我一直在尝试解决Java程序中的内存问题,在Java程序中,我们将整个文件加载到内存中,对它进行base64编码,然后将其用作发布请求中的表单参数.这是由于文件非常大而导致的OOME.

I have been trying to solve a memory issue in a Java program where we are loading an entire file into memory, base64 encoding it and then using it as a form parameter in a post request. This is cause OOME due to the extremely large file size.

我正在研究一种解决方案,该解决方案使我能够通过base64编码器将文件流式传输到Http Post请求的请求主体中.我在所有流行的编码库(Guava,java.util.Base64,android.util.Base64和org.apache.batik.util)中注意到的常见模式之一是 if 该库支持使用流进行编码,编码始终通过OutputStream进行,而解码始终通过InputStream进行.

I am working on a solution where I am able to stream the file through a base64 encoder, into the request body of an Http Post request. One of the common patterns I have noticed in all of the popular encoding libraries( Guava, java.util.Base64, android.util.Base64 and org.apache.batik.util ) is that if the library supports encoding with Streams, the Encoding is always done through an OutputStream and the Decoding is always done through an InputStream.

我在寻找/确定这些决定背后的原因时遇到了麻烦.鉴于这么多流行且编写良好的库都符合此api设计,因此我认为这是有原因的. 使这些解码器之一成为InputStream或接受InputStream似乎并不困难,但是我想知道这些编码器是否采用这种方式设计是否存在有效的架构原因.
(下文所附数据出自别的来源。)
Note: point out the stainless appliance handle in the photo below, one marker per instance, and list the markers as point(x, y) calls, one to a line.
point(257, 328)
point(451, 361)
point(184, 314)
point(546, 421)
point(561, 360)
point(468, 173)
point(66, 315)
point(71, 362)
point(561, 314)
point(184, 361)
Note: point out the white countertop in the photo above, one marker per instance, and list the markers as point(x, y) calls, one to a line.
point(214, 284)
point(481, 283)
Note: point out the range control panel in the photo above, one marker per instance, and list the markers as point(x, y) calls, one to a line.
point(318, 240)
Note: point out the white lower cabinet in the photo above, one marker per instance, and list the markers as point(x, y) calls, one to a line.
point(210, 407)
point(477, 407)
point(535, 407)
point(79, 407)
I am having trouble finding/determining the reasoning behind these decisions. Given that so many of these popular and well-written libraries align with this api design, I assume that there is a reason for this. It doesn't seem very difficult to adapt one of these decoders to become an InputStream or accept an InputStream, but I am wondering if there is a valid architectural reason these encoders are designed this way.

为什么常见的库为什么通过OuputStream进行Base64编码而通过InputStream进行Base64解码?
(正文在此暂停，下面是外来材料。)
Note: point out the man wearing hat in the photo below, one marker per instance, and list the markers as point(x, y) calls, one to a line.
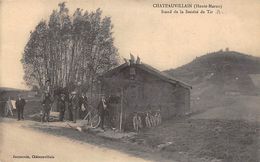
point(46, 104)
point(61, 106)
point(19, 104)
point(74, 105)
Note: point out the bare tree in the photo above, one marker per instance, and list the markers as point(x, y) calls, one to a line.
point(69, 49)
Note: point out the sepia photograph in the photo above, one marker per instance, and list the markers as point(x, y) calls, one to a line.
point(129, 81)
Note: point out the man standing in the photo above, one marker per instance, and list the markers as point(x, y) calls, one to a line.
point(83, 106)
point(74, 105)
point(46, 104)
point(61, 106)
point(9, 107)
point(19, 104)
point(103, 109)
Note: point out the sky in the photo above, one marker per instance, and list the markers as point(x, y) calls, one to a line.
point(162, 40)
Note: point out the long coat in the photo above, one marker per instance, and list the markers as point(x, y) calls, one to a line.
point(19, 104)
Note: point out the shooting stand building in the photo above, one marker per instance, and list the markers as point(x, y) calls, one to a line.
point(138, 87)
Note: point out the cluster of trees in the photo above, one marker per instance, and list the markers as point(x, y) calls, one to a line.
point(68, 49)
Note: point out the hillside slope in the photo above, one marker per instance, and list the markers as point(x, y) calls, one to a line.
point(218, 77)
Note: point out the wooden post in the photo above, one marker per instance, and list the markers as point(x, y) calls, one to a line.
point(121, 110)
Why do common libraries do Base64 encoding through an OuputStream and Base64 decoding through an InputStream?

支持我的主张的示例:

java.util.Base64
 - Base64.Decoder.wrap(InputStream stream)
 - Base64.Encoder.wrap(OutputStream stream)

android.util.Base64
 - Base64InputStream  // An InputStream that does Base64 decoding on the data read through it.
 - Base64OutputStream // An OutputStream that does Base64 encoding

google.common.io.BaseEncoding
 - decodingStream(Reader reader)
 - encodingStream(Writer writer)

org.apache.batik.util
 - Base64DecodeStream implements InputStream
 - Base64EncodeStream implements OutputStream

推荐答案

是的,您可以将其反转,但这是最有意义的. Base64用于使二进制数据(由应用程序生成或操作)与基于文本的外部环境兼容. 因此,外部始终需要基数为64的编码数据,而内部始终需要已解码的二进制数据.

Well, yes, you can reverse it, but this makes the most sense. Base64 is used to make binary data - generated or operated on by the application - compatible with a text based outside environment. So the base 64 encoded data is always required on the outside and the decoded binary data is required on the inside.
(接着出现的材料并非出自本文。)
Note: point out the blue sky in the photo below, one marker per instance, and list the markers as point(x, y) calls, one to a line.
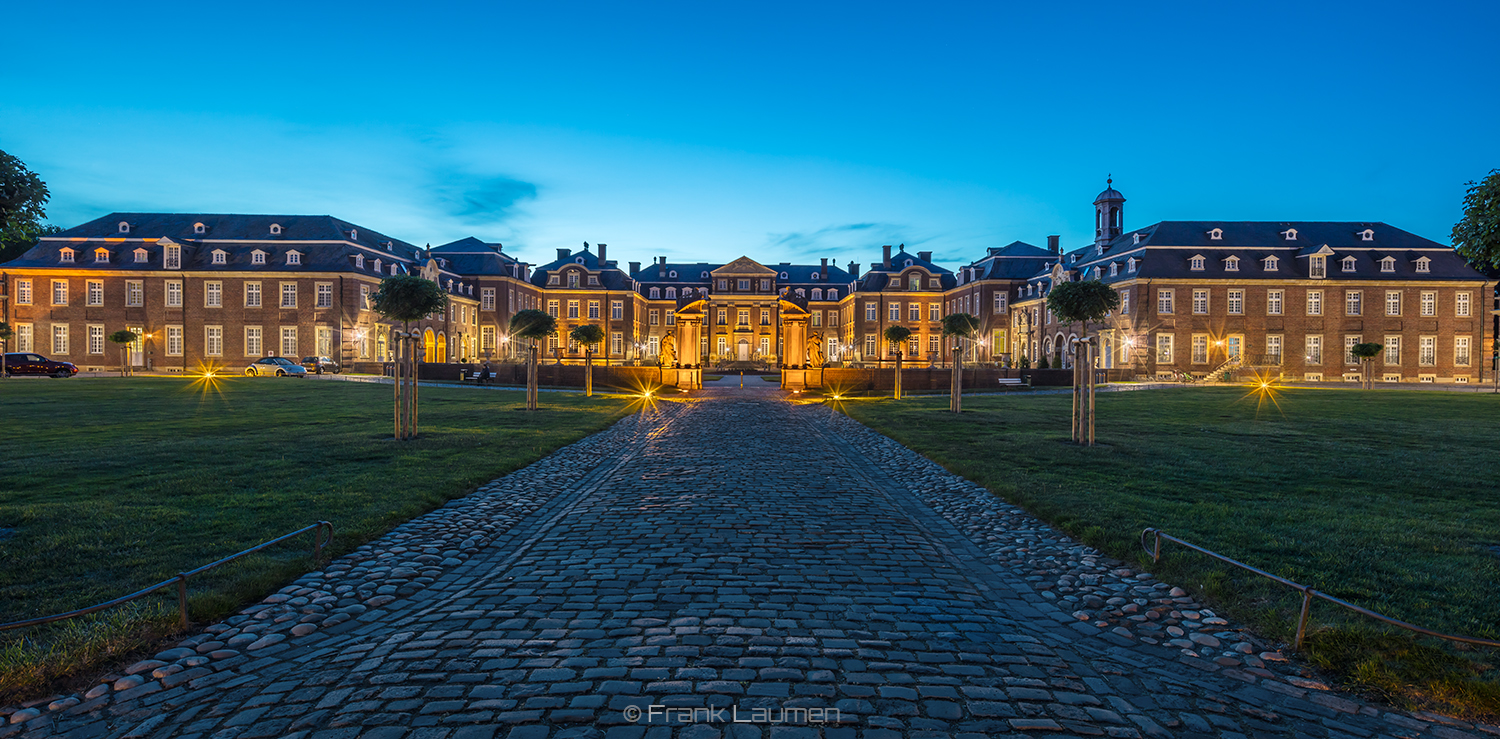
point(788, 132)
应用程序通常不会对基于64位编码的数据本身执行任何操作;在需要或期望使用文本界面时,只需与其他应用程序进行二进制数据通信即可.

An application generally doesn't perform any operations on the base 64 encoded data itself; it is just needed to communicate binary data with another application when a text interface is required or expected.

如果要将二进制数据导出到外部,自然会使用输出流.如果该数据需要使用base 64进行编码,请确保将数据发送到编码为base 64的输出流.

If you want to export your binary data to the outside, naturally you would use an output stream. If that data needs to be encoded in base 64, you make sure you send the data to an output stream that encodes to base 64.

如果要从外部导入二进制数据,则可以使用输入流.如果该数据是使用base 64编码的,则首先需要对其进行解码,因此在将其视为二进制流之前,请确保已对其进行解码.

If you want to import your binary data from the outside then you would use an input stream. If that data is encoded in base 64 then you first need to decode it, so you make sure you decode it before treating it as a binary stream.

让我们创建一些图片.假设您有一个在面向文本的环境中运行但对二进制数据运行的应用程序.重要的部分是左侧应用程序上下文中箭头的方向.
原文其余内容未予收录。